J&K CM Mehbooba Mufti objects to torture of Kashmiri inmates in Tihar jail
New Delhi: A week after granting pardon to 4,500 stone pelters, Jammu and Kashmir chief minister Mehbooba Mufti on Wednesday spoke out strongly against the ill treatment of Kashmiri origin prisoners lodged in the national capital’s Tihar Jail.
“The acts of violence against Kashmiri prisoners in Tihar are reprehensible and strongly condemned. Have raised this issue with the Central government and asked for corrective measures,” Mufti said on Twitter.
The acts of violence against Kashmiri prisoners in Tihar are reprehensible and strongly condemned. Have raised this issue with the Central Govt and asked for corrective measures.— Mehbooba Mufti (@MehboobaMufti) November 29, 2017
Mufti wrote to home secretary Rajiv Gauba on Tuesday, asking the Union home ministry to look into issue. Mufti was reacting to several complaints of alleged human rights violations and manhandling of Kashmiri prisoners in Tihar received by her office.

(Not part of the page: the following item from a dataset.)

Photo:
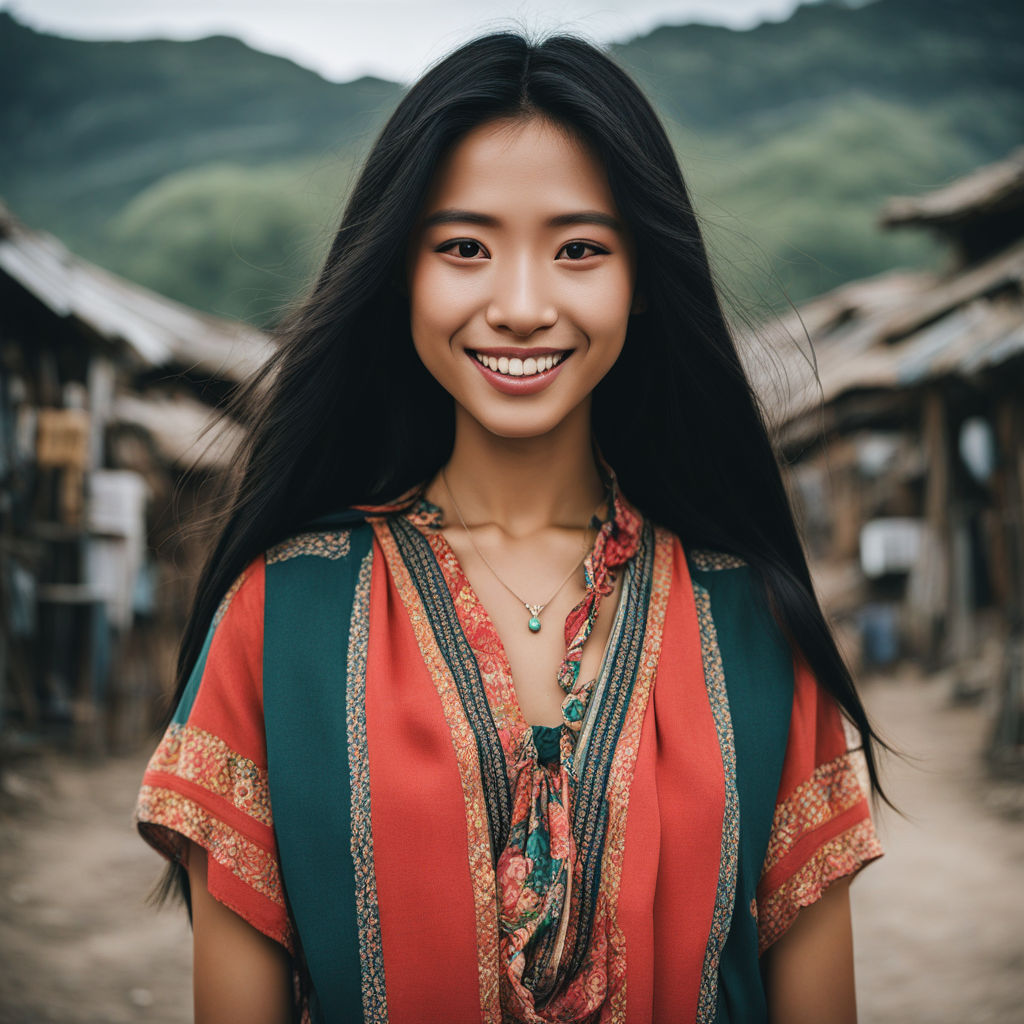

The sub text of Mufti’s interventions are her persistent outreach to the people of Kashmir in a bid to try and rebuild political bridges with the disaffected electorate and thereby create a more conducive environment for the ongoing peace dialogue.
“We have raised concerns over the manhandling of Kashmiri prisoners with the home secretary and we have been assured that the matter will be looked into. This is a cause of concern because the prisoners are being harmed and those responsible must be pulled up,” said a senior Jammu and Kashmir state government official, requesting anonymity.
Activists working closely with prisoners said minority prisoners are subject to increased brutality in prisons.
“Mostly the minority prisoners are beaten up and manhandled by other convicts and the jail authorities look the other way. This is a rampant issue across all prisons in India,” said Ritu Kumar, advocate and coordinator at the Human Rights Law Network, a Delhi-based legal support body that works closely with prison inmates.
Mufti on 23 November ordered the withdrawal of cases against 4,500 stone-pelters who were first time offenders.
The move, the state government said, was taken after the centre’s interlocutor Dineshwar Sharma’s visit to the state on 6 November.
According to the state government’s order, the panel has been tasked with the responsibility of looking into and withdrawing cases “against youth for the period 2015-2017 (till date) and review cases against youth for the 2008-2014 period.”
Experts said the chief minister’s proactive response to the plight of Kashmiris is unprecedented and aimed at reducing the chasm between the people and government.
“There is a huge gap between the people of the state and the Central and State governments. Nobody has ever attempted to bridge the gap. These policies will take time to implement but it can certainly instill more confidence in the people that the government is serious about them,” said Ellora Puri, assistant professor of political science at Jammu University.